Provider Registration

Providers are registered at startup:

# Location: apps/api/app/agents/llm/client.py:282
def register_llm_providers():
    """Register LLM providers in the lazy loader."""
    init_openai_llm()
    init_gemini_llm()
    init_openrouter_llm()

# Called during app lifespan
@asynccontextmanager
async def lifespan(app: FastAPI):
    # Startup
    register_llm_providers()
    build_graphs()
    yield

Lazy Loading Pattern

Providers use lazy initialization:

from app.core.lazy_loader import lazy_provider, MissingKeyStrategy

@lazy_provider(
    name="openai_llm",
    required_keys=[settings.OPENAI_API_KEY],
    strategy=MissingKeyStrategy.WARN,
    warning_message="OpenAI API key not configured. OpenAI models will not work.",
)
def init_openai_llm():
    # Only initialized when accessed
    return ChatOpenAI(...)

# Provider not created until first use
llm = providers.get("openai_llm")  # Triggers initialization

Benefits:

Faster startup (no unnecessary initializations)
Conditional loading (only create if API key exists)
Error isolation (failed provider doesn’t crash app)

Best Practices

1. Use Free LLM for Non-Critical Tasks

# Good: Use free LLM for auxiliary tasks
follow_up_llm = init_llm(use_free=True)
follow_ups = await follow_up_llm.ainvoke([HumanMessage(content="...")])  

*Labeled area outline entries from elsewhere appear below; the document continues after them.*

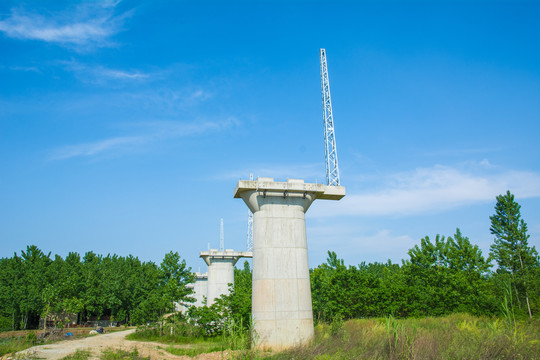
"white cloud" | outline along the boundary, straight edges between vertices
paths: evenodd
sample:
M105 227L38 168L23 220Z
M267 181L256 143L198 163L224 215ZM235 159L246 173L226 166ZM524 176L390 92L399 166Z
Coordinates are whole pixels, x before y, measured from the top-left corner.
M144 130L142 135L118 136L108 139L67 145L52 151L49 160L64 160L74 157L92 157L105 153L118 153L139 149L145 144L167 138L203 134L210 131L221 131L238 122L234 118L225 121L203 121L196 123L181 123L178 121L156 121L136 124L138 129Z
M120 30L129 15L115 15L117 4L86 3L48 16L14 8L9 17L0 20L0 31L15 39L40 40L78 50L107 46L109 38Z
M66 70L73 72L79 80L92 84L104 84L108 81L141 81L155 75L140 70L121 70L101 65L85 65L75 60L64 61L62 64L65 64Z
M321 204L312 216L414 215L493 201L512 191L518 198L540 196L540 174L530 171L448 166L420 168L379 179L377 189L348 194L338 203ZM344 184L346 186L346 184ZM321 201L321 203L323 203Z
M143 144L148 142L148 140L149 138L144 136L121 136L95 142L68 145L54 150L50 160L62 160L78 156L98 155L106 151Z

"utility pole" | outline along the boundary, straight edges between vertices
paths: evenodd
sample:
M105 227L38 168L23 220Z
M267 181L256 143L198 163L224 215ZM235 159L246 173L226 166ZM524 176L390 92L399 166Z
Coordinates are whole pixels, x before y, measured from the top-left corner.
M253 174L249 174L249 181L253 181ZM253 251L253 213L249 209L246 251Z

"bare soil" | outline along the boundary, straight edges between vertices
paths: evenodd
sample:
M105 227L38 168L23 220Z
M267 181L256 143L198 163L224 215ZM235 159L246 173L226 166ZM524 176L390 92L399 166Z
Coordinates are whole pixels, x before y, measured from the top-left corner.
M97 360L105 349L121 349L124 351L133 351L137 349L140 356L150 357L150 359L197 359L197 360L221 360L227 359L229 351L201 354L195 357L176 356L160 348L166 348L168 345L126 340L126 336L135 331L135 329L117 331L110 334L95 335L83 339L63 340L54 344L33 346L15 354L13 358L17 359L46 359L60 360L68 355L74 354L77 350L90 351L90 359ZM175 347L189 348L190 345L176 345ZM5 359L8 357L5 356ZM2 359L4 359L2 358Z

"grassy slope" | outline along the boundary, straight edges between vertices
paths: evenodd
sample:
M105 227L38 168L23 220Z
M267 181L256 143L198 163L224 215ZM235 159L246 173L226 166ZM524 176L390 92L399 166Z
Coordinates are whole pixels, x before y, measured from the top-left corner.
M333 334L332 334L333 333ZM264 356L271 359L538 359L540 320L509 323L454 314L442 318L361 319L320 325L305 347Z

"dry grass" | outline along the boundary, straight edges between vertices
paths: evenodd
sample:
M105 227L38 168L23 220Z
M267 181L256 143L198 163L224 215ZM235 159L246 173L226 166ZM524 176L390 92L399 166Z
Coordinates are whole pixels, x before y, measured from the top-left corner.
M333 335L332 335L333 334ZM319 325L308 345L244 359L539 359L540 321L515 326L497 318L455 314L442 318L361 319L340 331Z

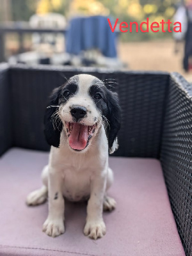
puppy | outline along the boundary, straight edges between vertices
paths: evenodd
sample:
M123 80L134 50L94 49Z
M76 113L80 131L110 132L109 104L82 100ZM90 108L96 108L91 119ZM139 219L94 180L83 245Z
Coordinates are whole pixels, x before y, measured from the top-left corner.
M117 95L94 76L75 76L53 90L44 123L51 145L49 164L42 171L43 186L28 195L27 204L42 204L49 195L43 231L56 237L65 231L65 199L88 200L84 234L102 237L106 231L102 211L116 205L106 191L113 179L108 152L118 147Z

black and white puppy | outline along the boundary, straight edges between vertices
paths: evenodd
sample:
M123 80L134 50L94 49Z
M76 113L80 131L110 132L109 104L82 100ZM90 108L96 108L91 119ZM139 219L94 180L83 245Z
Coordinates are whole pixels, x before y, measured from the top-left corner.
M42 171L44 185L27 198L27 204L34 205L49 195L49 215L43 225L47 235L65 231L65 198L88 200L84 234L93 239L106 234L102 211L116 205L106 195L113 179L108 152L118 147L119 129L117 95L98 78L75 76L54 90L45 115L45 134L52 147Z

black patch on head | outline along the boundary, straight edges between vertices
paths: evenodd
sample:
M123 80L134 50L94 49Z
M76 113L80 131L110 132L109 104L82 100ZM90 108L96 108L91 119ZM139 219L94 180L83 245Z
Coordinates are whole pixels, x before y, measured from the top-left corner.
M106 132L109 149L111 149L120 127L120 109L118 95L109 91L99 79L95 79L95 84L90 87L89 93L97 109L109 122L109 125L106 124ZM103 121L106 120L103 118Z
M67 81L63 85L55 88L49 98L47 106L60 106L63 104L69 98L73 97L78 90L79 78L75 76ZM52 115L59 108L49 108L46 109L44 116L44 133L46 140L51 146L58 148L60 144L60 133L63 129L63 124L59 118L56 120L55 127L52 124Z
M58 198L58 192L56 192L54 195L54 200L56 200Z

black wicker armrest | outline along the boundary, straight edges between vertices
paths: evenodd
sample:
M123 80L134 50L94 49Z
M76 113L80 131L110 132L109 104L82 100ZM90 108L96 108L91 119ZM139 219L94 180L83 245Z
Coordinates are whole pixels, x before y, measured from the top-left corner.
M164 123L161 161L177 228L192 252L192 85L173 73Z
M0 156L12 145L8 66L0 64Z

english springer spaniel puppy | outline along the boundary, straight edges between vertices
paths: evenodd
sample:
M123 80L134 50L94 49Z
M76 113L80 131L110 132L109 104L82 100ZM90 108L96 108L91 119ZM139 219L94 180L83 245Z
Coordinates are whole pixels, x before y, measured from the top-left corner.
M44 122L51 145L49 163L42 171L42 187L28 195L27 204L42 204L49 195L43 231L56 237L65 231L65 198L88 200L84 234L102 237L106 232L102 211L116 205L106 191L113 179L108 153L118 147L118 96L94 76L73 76L53 90Z

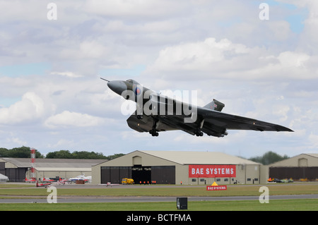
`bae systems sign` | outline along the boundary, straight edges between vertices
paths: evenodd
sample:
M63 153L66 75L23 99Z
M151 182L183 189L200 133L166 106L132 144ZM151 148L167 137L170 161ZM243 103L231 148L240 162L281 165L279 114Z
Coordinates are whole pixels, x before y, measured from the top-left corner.
M189 165L189 177L236 177L235 165Z

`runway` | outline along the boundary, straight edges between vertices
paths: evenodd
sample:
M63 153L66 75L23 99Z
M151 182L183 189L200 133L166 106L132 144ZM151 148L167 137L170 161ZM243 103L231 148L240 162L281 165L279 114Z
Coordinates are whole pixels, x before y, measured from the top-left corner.
M184 197L184 196L179 196ZM187 197L188 201L237 201L259 200L259 196L230 197ZM271 200L318 199L318 195L270 195ZM57 199L57 203L88 202L176 202L177 197L63 197ZM7 198L0 199L2 203L47 203L46 198Z

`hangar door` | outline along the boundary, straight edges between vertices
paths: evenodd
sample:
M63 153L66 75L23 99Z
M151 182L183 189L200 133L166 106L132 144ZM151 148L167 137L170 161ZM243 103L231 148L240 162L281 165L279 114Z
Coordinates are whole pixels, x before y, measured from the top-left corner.
M132 178L135 183L143 184L145 182L152 183L155 181L156 184L175 184L175 166L141 166L135 165L131 168Z
M133 178L136 184L151 183L155 181L157 184L175 184L175 166L101 166L101 183L121 183L122 179Z
M131 178L130 166L101 166L100 183L122 183L122 178Z

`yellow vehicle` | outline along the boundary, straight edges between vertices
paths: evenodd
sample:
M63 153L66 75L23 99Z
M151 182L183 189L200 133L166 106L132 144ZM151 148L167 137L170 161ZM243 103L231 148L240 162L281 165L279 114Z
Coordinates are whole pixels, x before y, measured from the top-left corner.
M134 184L134 180L131 178L123 178L122 180L122 184Z

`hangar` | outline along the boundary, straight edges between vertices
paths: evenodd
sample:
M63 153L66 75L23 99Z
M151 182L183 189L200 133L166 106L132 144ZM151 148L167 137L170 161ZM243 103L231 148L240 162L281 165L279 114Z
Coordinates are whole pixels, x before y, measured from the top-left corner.
M79 175L91 176L92 166L106 159L36 159L35 176L37 179L61 177L68 178ZM11 182L23 182L30 178L30 158L0 158L0 174Z
M269 177L295 181L318 179L318 154L300 154L269 165Z
M261 183L266 167L240 157L216 152L139 151L92 166L92 183L208 185Z

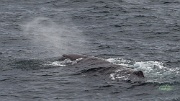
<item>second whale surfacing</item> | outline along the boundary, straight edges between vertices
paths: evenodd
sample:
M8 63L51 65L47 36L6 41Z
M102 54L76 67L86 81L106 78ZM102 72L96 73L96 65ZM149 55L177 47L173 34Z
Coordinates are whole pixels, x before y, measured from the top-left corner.
M116 65L102 58L78 54L64 54L59 60L64 61L66 59L76 61L76 63L68 65L68 67L78 74L103 76L112 80L123 80L130 83L145 82L145 76L142 71Z

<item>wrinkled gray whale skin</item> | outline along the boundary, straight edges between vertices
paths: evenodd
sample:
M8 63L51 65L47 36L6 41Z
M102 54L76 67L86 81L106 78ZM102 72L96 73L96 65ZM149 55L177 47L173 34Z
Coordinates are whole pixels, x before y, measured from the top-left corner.
M70 59L72 61L79 59L79 61L72 66L75 67L75 71L81 73L110 75L115 72L118 76L127 76L128 80L133 82L141 82L144 81L145 78L142 71L135 71L131 68L116 65L97 57L64 54L59 60L63 61L65 59Z

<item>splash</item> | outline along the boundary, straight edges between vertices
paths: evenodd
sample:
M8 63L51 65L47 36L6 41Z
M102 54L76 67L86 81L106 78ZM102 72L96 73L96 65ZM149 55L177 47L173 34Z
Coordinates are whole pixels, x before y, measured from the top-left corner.
M177 78L180 76L179 68L165 67L164 63L159 61L134 62L121 58L109 58L106 61L109 61L116 65L126 66L134 70L141 70L144 72L144 75L147 78L147 82L151 83L174 83L178 81ZM118 77L117 75L115 75L117 71L110 75L112 79L127 79L127 77Z
M22 29L38 52L52 57L82 51L79 49L85 42L82 31L72 23L58 24L47 17L36 17L23 24Z

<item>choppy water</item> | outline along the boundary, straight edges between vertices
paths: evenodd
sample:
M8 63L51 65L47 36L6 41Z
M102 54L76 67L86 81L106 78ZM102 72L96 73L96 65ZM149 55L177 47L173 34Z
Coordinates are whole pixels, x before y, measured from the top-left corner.
M1 101L179 101L179 0L1 0ZM65 53L142 70L76 74ZM83 67L79 67L83 69ZM75 75L76 74L76 75Z

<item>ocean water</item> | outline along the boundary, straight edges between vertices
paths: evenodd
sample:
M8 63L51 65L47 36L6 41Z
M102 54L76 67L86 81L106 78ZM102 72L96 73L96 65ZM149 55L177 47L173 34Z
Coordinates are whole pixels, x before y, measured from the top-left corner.
M1 0L0 100L179 101L179 18L179 0ZM78 74L66 66L76 60L58 61L71 53L141 70L146 82Z

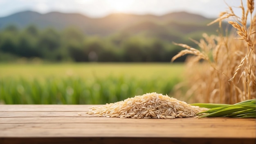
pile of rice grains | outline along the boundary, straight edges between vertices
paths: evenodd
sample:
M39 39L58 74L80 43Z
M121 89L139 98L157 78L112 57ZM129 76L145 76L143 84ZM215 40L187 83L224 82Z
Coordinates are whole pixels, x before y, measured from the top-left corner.
M121 101L90 108L86 113L99 117L121 118L174 118L197 116L209 109L155 92L135 96Z

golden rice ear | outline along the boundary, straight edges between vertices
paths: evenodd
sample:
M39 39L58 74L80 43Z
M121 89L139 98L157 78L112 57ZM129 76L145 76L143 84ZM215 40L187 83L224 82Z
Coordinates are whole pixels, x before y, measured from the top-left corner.
M256 15L252 15L254 0L247 0L247 8L245 4L241 1L239 7L241 17L229 6L228 11L220 13L219 18L208 24L218 22L221 24L224 20L234 18L228 22L236 29L237 35L231 33L225 37L220 34L211 37L204 35L204 39L196 42L200 48L197 52L192 52L189 46L175 44L186 49L173 59L186 53L194 55L187 57L185 74L190 88L184 95L193 102L234 104L255 98ZM250 24L247 27L249 16ZM198 56L199 53L207 56L209 62L199 61L203 57Z

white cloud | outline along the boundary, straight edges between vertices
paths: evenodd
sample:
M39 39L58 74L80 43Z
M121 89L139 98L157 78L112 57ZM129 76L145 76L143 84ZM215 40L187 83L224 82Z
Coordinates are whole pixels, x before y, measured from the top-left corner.
M246 0L243 0L245 4ZM92 17L115 12L160 15L186 11L212 17L227 9L225 1L231 6L240 5L239 0L0 0L0 16L22 10L76 12Z

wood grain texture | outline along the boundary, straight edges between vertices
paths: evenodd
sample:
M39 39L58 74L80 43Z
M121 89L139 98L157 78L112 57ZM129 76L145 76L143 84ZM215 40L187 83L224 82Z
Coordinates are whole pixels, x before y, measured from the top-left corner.
M255 143L254 118L97 117L92 106L0 105L0 143Z

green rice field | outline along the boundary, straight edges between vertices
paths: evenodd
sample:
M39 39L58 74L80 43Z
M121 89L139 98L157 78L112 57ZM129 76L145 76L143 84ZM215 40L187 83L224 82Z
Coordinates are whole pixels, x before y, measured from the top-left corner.
M0 63L0 103L104 104L171 94L184 65L171 63Z

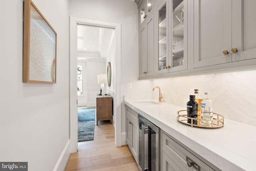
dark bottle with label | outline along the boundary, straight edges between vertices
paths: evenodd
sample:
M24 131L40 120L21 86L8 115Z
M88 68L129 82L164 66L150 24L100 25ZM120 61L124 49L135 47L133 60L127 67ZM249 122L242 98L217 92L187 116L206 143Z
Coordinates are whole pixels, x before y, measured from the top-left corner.
M197 118L198 103L195 101L194 95L189 95L189 101L187 103L187 115L188 117ZM188 118L188 123L191 123L191 119ZM193 119L193 124L197 125L197 120Z

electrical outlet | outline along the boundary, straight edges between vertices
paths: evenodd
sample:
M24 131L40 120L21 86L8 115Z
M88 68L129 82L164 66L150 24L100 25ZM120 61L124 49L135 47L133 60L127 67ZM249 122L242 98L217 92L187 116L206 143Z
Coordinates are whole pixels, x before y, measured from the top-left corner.
M128 83L128 88L132 88L132 83Z

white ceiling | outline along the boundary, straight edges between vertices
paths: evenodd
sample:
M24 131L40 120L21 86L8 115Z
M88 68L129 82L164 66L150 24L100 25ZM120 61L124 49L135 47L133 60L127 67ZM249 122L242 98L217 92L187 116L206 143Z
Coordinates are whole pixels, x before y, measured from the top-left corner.
M112 28L78 24L78 58L106 60L114 36Z

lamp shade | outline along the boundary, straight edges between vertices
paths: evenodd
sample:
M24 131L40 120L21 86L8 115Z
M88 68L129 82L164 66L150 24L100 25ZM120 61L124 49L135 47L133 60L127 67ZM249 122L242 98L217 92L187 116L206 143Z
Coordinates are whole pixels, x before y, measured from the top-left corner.
M107 82L107 76L106 74L101 74L97 75L98 76L98 84L101 84L102 83L106 83Z

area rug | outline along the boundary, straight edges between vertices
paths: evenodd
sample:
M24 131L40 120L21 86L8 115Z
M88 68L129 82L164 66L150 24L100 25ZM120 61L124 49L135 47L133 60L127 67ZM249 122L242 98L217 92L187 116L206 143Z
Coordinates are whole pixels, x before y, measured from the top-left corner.
M95 115L95 108L78 109L78 142L93 139Z

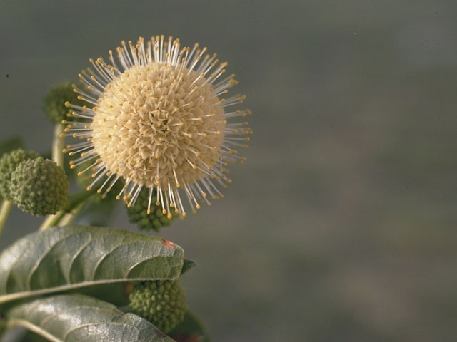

# Avoid: Using primary LLM for everything
primary_llm = init_llm()
follow_ups = await primary_llm.ainvoke(...)  # Wastes tokens

2. Enable Fallback for Production

# Good: Fallback enabled
llm = init_llm(preferred_provider="openai", fallback_enabled=True)

# Risky: No fallback
llm = init_llm(preferred_provider="openai", fallback_enabled=False)
# Fails completely if OpenAI is down

3. Track Token Usage

# Good: Monitor usage
usage_callback = UsageMetadataCallbackHandler()
config = {"callbacks": [usage_callback]}
response = await llm.ainvoke(messages, config=config)
log_usage(usage_callback.total_tokens, usage_callback.total_cost)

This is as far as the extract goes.